2 comments for “School Committee Votes to Oppose Question 2

  1. Senior citizen
    September 3, 2016 at 8:05 pm

    One question: What is the cost per year for educating an Everett Public School student? Supt. Foresteire states “We are charged about $7,000 per student for every student who leaves our schools and goes to a charter school.” As I see it, if the student leaves the Everett Public School System and it would have cost the same or more to educate him/her had they stayed in that system, the expense or educating that student would be negated when they leave the system for the charter school.

  2. Jack Covey
    October 10, 2016 at 6:21 am

    During the next month leading up to Tuesday, November 8, as you see or listen to the slick commercials promoting “YES” on Question 2, or view the slick mailers you find in your mailbox, or listen to robo-calls, think about this following post:

    The latest is that over $21.7 million of out-of-state money from the most ruthless capitalists who have ever walked the Earth — Eli Broad, the Walton family of Walmart, Wall Street hedge fund managers, etc. — is pouring into Massachusetts to pass Question 2.

    Read this well-researched article here for that $21.7 million figure:

    These profit-minded plutocrats who are pouring in this money obviously …

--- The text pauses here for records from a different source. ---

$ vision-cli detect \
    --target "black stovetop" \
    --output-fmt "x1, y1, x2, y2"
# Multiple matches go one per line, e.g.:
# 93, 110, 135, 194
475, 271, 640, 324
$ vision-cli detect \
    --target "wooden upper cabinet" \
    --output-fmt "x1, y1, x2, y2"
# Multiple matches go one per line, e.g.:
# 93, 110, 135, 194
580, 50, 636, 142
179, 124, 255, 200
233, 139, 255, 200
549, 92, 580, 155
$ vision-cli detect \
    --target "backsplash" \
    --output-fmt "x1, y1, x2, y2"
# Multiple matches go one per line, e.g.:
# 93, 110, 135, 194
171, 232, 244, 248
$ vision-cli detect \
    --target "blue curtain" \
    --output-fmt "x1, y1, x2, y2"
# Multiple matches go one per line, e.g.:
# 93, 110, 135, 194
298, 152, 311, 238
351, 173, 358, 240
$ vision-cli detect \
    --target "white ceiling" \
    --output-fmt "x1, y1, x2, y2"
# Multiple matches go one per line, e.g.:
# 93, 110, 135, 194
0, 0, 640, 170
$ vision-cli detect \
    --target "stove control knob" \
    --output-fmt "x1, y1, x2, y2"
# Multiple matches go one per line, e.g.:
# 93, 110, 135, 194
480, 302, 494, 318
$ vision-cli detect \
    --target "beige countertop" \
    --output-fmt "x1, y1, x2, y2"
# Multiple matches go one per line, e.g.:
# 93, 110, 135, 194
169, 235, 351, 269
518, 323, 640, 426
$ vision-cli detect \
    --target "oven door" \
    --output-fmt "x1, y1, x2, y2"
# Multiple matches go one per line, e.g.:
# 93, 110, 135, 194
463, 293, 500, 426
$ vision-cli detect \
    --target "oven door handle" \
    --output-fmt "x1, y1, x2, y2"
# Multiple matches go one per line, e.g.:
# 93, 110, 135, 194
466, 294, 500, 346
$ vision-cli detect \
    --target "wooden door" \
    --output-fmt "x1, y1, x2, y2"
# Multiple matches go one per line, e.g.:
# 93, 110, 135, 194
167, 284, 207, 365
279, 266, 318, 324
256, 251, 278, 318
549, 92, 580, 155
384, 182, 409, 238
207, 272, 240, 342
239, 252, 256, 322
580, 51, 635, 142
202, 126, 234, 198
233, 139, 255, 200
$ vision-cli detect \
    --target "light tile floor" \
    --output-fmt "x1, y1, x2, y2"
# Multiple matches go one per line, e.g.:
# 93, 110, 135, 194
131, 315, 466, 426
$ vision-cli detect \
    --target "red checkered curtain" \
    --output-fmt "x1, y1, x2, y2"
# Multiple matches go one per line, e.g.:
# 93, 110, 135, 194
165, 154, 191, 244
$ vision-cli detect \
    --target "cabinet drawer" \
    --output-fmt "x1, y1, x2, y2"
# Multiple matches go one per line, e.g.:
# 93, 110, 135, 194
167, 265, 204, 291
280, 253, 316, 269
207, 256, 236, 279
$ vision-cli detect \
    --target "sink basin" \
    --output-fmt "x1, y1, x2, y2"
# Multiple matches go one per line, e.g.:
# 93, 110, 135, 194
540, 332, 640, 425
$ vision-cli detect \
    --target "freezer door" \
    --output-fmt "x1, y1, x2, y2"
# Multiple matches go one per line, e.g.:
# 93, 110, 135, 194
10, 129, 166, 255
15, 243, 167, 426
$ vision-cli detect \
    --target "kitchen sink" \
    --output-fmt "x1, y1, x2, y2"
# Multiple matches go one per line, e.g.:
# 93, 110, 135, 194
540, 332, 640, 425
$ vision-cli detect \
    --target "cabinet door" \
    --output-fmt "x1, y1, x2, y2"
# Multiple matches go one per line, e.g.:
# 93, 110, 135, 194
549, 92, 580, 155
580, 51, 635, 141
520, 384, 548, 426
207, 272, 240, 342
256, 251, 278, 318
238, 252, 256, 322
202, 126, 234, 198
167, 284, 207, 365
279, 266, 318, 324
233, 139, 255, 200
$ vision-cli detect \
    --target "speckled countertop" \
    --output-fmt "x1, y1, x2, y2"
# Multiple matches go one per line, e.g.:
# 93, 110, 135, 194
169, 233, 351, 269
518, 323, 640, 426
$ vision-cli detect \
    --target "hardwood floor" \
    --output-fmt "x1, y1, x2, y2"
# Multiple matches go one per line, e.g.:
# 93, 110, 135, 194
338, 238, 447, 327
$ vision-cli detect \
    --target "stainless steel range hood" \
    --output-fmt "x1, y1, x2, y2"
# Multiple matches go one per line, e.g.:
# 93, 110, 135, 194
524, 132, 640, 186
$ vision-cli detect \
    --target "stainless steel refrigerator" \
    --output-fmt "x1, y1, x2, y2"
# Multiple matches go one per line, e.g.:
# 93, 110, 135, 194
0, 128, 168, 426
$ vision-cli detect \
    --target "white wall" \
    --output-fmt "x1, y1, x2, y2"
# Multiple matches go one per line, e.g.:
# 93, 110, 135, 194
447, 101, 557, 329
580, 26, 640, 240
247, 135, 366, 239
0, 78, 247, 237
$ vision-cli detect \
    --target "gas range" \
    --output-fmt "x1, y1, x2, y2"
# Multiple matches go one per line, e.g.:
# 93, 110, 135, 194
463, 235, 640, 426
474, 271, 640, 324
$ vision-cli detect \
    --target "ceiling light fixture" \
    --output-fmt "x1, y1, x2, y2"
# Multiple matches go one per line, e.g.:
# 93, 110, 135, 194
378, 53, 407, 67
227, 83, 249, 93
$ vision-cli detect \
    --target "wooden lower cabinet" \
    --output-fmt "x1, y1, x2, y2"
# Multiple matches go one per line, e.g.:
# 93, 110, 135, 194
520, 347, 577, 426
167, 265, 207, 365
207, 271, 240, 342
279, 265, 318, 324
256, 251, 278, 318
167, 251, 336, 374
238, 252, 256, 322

    — do not live in Massachusetts,

    — have no children, grandchildren, or other relatives that attend public schools in Massachusetts

    — have never given a sh#% about the education of middle or lower income until recently, when they realized they could make a buck off privatizing Massachusetts schools via the expansion of privately-run charter schools,.

    They want to these corporate charter schools to replace truly public schools — the ones that, for generations, have been accountable and transparent to the public via democratically elected school boards, and which are mandated to educate ALL of the public… including those hardest or most difficult to educate … special ed., English Language Learners, homeless kids, foster care kids, kids with difficult behavior arising from distressed home lives.

    Are proponents of Question 2 seriously making the argument that out-of-state billionaires and Wall Street hedge fund managers are pumping in all this money because those folks care so much about the education of kids in Massachusetts?

    You really think they are NOT seeking a big money return on these ($21.7 million campaign donations?

    Does that pass the smell test?

    Can you provide an example of JUST ONE TIME in the past where they poured in this kind of cash to something … no strings attached, and with no expectations of return?

    If, as Q 2 supporters like Marty Walz claim, the most ruthless capitalists that have ever walked the Earth are now kicking in this kind of cash to pass Question 2 merely because they care about children’s education —

    … and if they are not about their profiting through the privatization of public schools brought about by the expansion of privately-run charter schools,

    … then I’m sure one of you Q 2 supporters could google and find a past example where they have done something similar .. .again out of generosity… with no expectation of an eventual monetary return…

    Something like …

    “Well, back in 2000-something, or 1900-something, these same folks donated $20 million to the (INSERT CHARITABLE CAUSE HERE). Here’s the link that proves this.”

    No, I didn’t think so. When this was brought up in a debate, Mary Walz refused to address it, saying, “We need to talk about the kids, not the adults.” Well, keeping money-motivated scum from raping and pillaging Massachusetts public schools IS CARING ABOUT THE KIDS, Marty!

    So the real question is:

    To whom do the schools of Massachusetts belong? The citizens and parents who pay the taxes there?

    Or a bunch of money-motivated out-of-state billionaires and Wall Street hedge fund managers who are trying to buy them via Question 2, and the expansion of privately-managed charter schools which they control, or also profit from their on-line and digital learning products that will be sold to these charter school chains?

    If you believe the former, THEN FOR GOD’S SAKE, VOTE “NO” ON QUESTION 2.

    Send them a message: Massachusetts schools are NOT FOR SALE!!!